[Openib-windows] [PATCH] async_enent
Yossi Leybovich
sleybo at mellanox.co.il
Sun Sep 18 07:15:01 PDT 2005
Fab
Attached bug fix for async event in user space
Our verification team found that CQ\QP async events does not reach the user
level applications
The bug was that in hca_data.c line 812 (mlnx_async_dpc) the code compare
obj_idx against the qpn , that wrong it first need to mask the qpn and then
compare it.(same with the CQ)
- obj_idx = hh_er_p->event_modifier.qpn;
+ obj_idx = hh_er_p->event_modifier.qpn &
hobul_p->qp_idx_mask;
if (obj_idx < hobul_p->max_qp)
event_r.context = (void
*)hobul_p->qp_info_tbl[obj_idx].qp_context;
else
This patch fix this.
It also include fixes to the alts test (handling of CQE with error and few
debug prints)
I use the alts test to reproduce the problem by simply sending READ req in
the loop back scenario.
And on the way while debugging the async event flow I add the relevant
ENTER/EXIT macros
10x
Yossi
Signed-off-by: Yossi Leybovich (sleybo at mellanox.co.il)
Index: core/al/al_qp.c
===================================================================
--- core/al/al_qp.c (revision 388)
+++ core/al/al_qp.c (working copy)
@@ -2010,6 +2010,7 @@
{
ib_qp_handle_t h_qp;
+ AL_ENTER(AL_DBG_QP);
CL_ASSERT( p_event_rec );
h_qp = (ib_qp_handle_t)p_event_rec->context;
@@ -2038,6 +2039,7 @@
if( h_qp->pfn_event_cb )
h_qp->pfn_event_cb( p_event_rec );
+ AL_ENTER(AL_DBG_QP);
}
Index: core/al/kernel/al_ci_ca.c
===================================================================
--- core/al/kernel/al_ci_ca.c (revision 388)

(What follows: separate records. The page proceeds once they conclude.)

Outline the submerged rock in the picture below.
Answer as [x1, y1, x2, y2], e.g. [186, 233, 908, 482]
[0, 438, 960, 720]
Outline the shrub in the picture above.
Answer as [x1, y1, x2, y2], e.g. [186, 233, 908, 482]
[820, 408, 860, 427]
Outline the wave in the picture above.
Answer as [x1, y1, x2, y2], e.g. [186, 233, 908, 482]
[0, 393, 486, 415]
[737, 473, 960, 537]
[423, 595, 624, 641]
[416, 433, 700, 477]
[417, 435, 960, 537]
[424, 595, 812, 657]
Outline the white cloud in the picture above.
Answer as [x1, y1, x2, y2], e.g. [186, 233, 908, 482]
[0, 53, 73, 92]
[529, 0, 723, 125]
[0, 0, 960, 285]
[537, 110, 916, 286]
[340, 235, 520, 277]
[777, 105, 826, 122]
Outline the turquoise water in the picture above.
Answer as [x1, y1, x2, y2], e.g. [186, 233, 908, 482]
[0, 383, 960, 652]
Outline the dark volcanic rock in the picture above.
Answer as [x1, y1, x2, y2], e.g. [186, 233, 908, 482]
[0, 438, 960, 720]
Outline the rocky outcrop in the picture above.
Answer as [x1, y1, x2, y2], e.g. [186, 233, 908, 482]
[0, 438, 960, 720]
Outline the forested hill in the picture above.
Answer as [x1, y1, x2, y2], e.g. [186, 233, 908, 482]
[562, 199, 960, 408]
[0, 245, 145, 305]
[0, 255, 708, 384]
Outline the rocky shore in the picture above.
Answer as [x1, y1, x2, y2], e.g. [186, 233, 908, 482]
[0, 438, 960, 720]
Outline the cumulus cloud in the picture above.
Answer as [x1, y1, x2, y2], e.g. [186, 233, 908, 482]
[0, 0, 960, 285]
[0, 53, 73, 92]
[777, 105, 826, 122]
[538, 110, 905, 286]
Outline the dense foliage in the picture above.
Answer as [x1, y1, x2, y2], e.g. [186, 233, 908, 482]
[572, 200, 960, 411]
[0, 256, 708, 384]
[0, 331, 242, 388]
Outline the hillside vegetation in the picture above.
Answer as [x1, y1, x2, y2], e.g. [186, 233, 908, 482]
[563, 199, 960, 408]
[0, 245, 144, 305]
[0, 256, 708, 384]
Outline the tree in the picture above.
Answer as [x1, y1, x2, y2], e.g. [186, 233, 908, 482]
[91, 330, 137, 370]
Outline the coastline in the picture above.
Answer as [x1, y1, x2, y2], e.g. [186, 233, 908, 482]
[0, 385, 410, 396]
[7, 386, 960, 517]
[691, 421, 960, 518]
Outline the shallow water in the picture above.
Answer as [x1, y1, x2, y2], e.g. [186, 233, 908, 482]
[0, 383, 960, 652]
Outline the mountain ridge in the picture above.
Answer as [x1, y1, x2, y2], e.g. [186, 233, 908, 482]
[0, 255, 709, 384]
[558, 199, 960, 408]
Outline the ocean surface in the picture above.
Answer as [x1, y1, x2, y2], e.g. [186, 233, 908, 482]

+++ core/al/kernel/al_ci_ca.c (working copy)
@@ -332,7 +332,7 @@
{
ib_async_event_rec_t event_rec;
- CL_ENTER( AL_DBG_CA, g_al_dbg_lvl );
+ CL_ENTER( AL_DBG_ERROR, g_al_dbg_lvl );
CL_ASSERT( p_event_record );
@@ -342,7 +342,7 @@
ci_ca_async_event( &event_rec );
- CL_EXIT( AL_DBG_CA, g_al_dbg_lvl );
+ CL_EXIT( AL_DBG_ERROR, g_al_dbg_lvl );
}
Index: core/al/kernel/al_proxy_verbs.c
===================================================================
--- core/al/kernel/al_proxy_verbs.c (revision 388)
+++ core/al/kernel/al_proxy_verbs.c (working copy)
@@ -246,6 +246,8 @@
cl_ioctl_handle_t *ph_ioctl, h_ioctl;
uintn_t ioctl_size;
+ AL_ENTER( AL_DBG_DEV );
+
/* Set up the appropriate callback list. */
switch( cb_type )
{
@@ -310,7 +312,7 @@
proxy_context_deref( p_context );
}
cl_spinlock_release( &p_context->cb_lock );
-
+ AL_EXIT(AL_DBG_DEV);
return TRUE;
}
@@ -961,7 +963,8 @@
ib_qp_handle_t h_qp = p_err_rec->handle.h_qp;
al_dev_open_context_t *p_context = h_qp->obj.h_al->p_context;
misc_cb_ioctl_info_t cb_info;
-
+
+ AL_ENTER( AL_DBG_DEV | AL_DBG_QP );
/*
* If we're already closing the device - do not queue a callback,
since
* we're cleaning up the callback lists.
@@ -986,6 +989,7 @@
UAL_GET_MISC_CB_INFO, p_context, &cb_info, &h_qp->obj );
proxy_context_deref( p_context );
+ AL_EXIT( AL_DBG_DEV | AL_DBG_QP );
}
Index: hw/mt23108/kernel/hca_data.c
===================================================================
--- hw/mt23108/kernel/hca_data.c (revision 388)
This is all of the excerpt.